Emma Anderson Liljenquist was a native pioneer, born in Salt Lake City, Utah 9 November, 1862. She was the daughter of Gustave and Mary Haroldson Anderson, pioneers of 1857. In 1866, the family moved to Hyrum, Cache Valley, Utah.

The following is taken from her diary:

When I was sixteen I became the wife of Oscar O. Liljenquist, son of Bishop Ola N. Liljenquist. We had been married two years without having any children and we were very concerned over this and decided to make it a matter of prayer. Our prayers were answered with a fine son, whom we called Oscar Eugene, born 15 September, 1880. On 2 November, 1882, another child, a lovely little daughter, was sent to us and we called her Mary Agnes. On New Year’s day, 1 January, 1885, another fine son was born, and we called him Hyrum Royal.

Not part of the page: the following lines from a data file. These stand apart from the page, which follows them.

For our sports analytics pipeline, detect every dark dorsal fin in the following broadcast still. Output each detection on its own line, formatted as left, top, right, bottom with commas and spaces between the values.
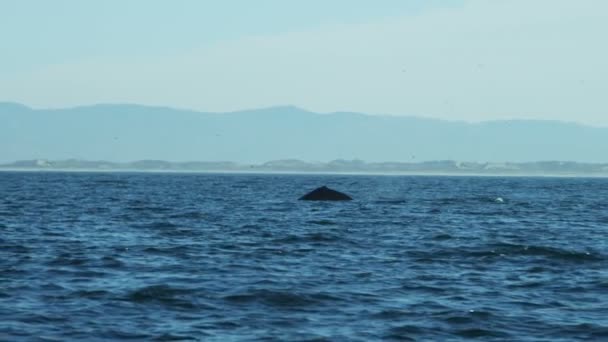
299, 186, 352, 201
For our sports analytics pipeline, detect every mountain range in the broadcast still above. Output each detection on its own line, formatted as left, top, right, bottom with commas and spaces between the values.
1, 102, 607, 164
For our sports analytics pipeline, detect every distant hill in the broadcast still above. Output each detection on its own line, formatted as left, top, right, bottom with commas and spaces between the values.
1, 102, 607, 164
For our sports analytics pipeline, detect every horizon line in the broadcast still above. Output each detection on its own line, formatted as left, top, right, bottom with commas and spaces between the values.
3, 158, 608, 166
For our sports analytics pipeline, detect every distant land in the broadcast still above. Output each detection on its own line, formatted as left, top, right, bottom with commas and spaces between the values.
1, 102, 608, 164
2, 159, 608, 176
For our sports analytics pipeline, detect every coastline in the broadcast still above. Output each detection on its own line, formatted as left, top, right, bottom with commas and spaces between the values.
2, 167, 607, 178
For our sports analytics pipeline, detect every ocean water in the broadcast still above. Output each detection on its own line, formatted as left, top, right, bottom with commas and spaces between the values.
1, 172, 607, 341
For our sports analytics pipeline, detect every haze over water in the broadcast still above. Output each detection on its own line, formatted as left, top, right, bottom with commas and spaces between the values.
2, 172, 607, 340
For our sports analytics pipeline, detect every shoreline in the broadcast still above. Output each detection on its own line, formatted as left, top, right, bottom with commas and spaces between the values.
2, 168, 608, 178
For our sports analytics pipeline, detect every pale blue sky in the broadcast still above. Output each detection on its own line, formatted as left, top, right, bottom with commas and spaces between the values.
1, 0, 606, 125
1, 0, 460, 73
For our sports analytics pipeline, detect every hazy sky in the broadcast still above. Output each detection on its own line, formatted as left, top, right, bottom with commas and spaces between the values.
1, 0, 606, 125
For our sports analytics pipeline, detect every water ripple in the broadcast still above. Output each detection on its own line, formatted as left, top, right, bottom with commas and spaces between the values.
1, 172, 607, 340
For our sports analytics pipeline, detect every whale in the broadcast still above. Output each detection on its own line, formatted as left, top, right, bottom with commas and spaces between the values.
299, 186, 353, 201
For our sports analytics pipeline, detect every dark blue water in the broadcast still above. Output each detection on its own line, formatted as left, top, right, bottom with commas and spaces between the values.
1, 172, 607, 341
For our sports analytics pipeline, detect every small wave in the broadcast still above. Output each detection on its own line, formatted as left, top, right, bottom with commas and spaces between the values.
443, 315, 474, 324
419, 243, 605, 263
488, 243, 604, 262
384, 324, 425, 340
374, 199, 407, 205
143, 246, 192, 256
20, 313, 71, 325
525, 266, 548, 273
153, 333, 199, 341
547, 323, 608, 340
100, 330, 152, 340
84, 207, 110, 215
272, 232, 343, 245
596, 280, 608, 289
48, 253, 90, 266
307, 219, 337, 226
454, 328, 510, 338
125, 284, 198, 309
432, 197, 466, 205
134, 221, 181, 229
432, 196, 508, 206
507, 281, 547, 289
74, 289, 111, 299
304, 232, 341, 243
370, 309, 408, 320
71, 270, 109, 278
128, 206, 172, 213
0, 211, 21, 218
93, 179, 128, 185
432, 233, 452, 240
0, 244, 30, 254
400, 284, 449, 295
168, 211, 206, 220
99, 256, 125, 268
223, 289, 338, 308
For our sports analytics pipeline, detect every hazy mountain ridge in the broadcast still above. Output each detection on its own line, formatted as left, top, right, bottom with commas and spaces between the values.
1, 102, 607, 164
3, 158, 608, 176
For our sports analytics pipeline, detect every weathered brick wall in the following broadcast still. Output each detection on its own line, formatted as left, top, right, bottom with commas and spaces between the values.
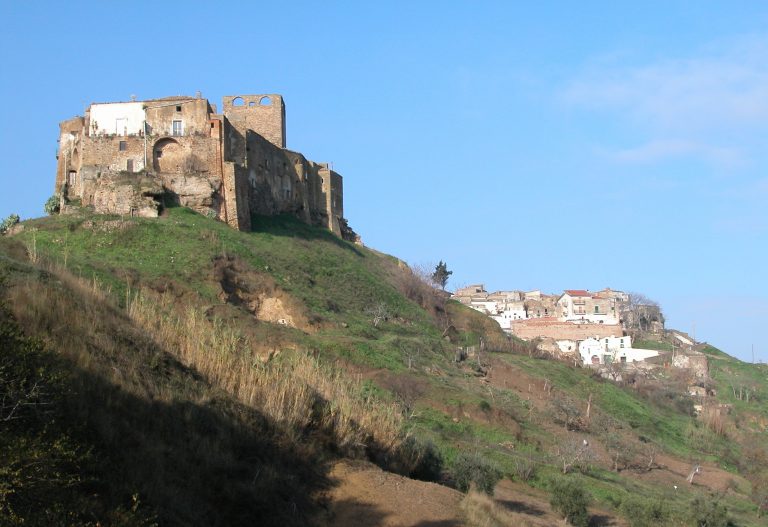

When Royal was two years of age (1887) I was called by the Church to take a course in obstetrics and nursing. Leaving my three children in the care of Anna Anderson, my father’s third wife, I left for Salt Lake City, where I stayed for six months. Dr. Maggie C. Shipp was the instructor. She lived just east of the Salt Lake Theater on the corner, and I lived with a Mrs. Jorgensen on 7th West. Every day I walked to the doctor’s office, except part time I lived with her. I never once took the street car.

I enjoyed my work very much, and after being set apart by Apostle John Henry Smith and several of the others, I returned home to do my work, having been promised by the Apostles that if I lived right, I should always know what to do in case of any difficulties. Six weeks after my return from Salt Lake, my fourth child, a girl, was born. She weighed nine pounds. We called her Clara Margetta.

Many times after having spent a night and sometimes part of the next day on a maternity case I have come home and given birth to one of my own babies, as I have had six children during my years as a midwife.

It made my heart ache when I had to leave my babies and very often I could hear them crying as I walked down the street, but I had to go with a smile on my face and bring happiness in to the sick room, for I have never refused anyone who needed my assistance. The snow was never too deep or the night too dark. My husband and my oldest daughter, Agnes, were very gentle and good to the children. You might ask why I left them, but I had been called by the Church to perform this service, and I felt that it was a special calling.

She passed away 2 March, 1952, age 89 years, mourned by her children and many friends. Her Church and civic duties included being a member of the Hyrum First Ward Choir, President of the Ward Primary for 15 years, and a counselor of the Relief Society. She also served as a registrar of births and deaths in that community.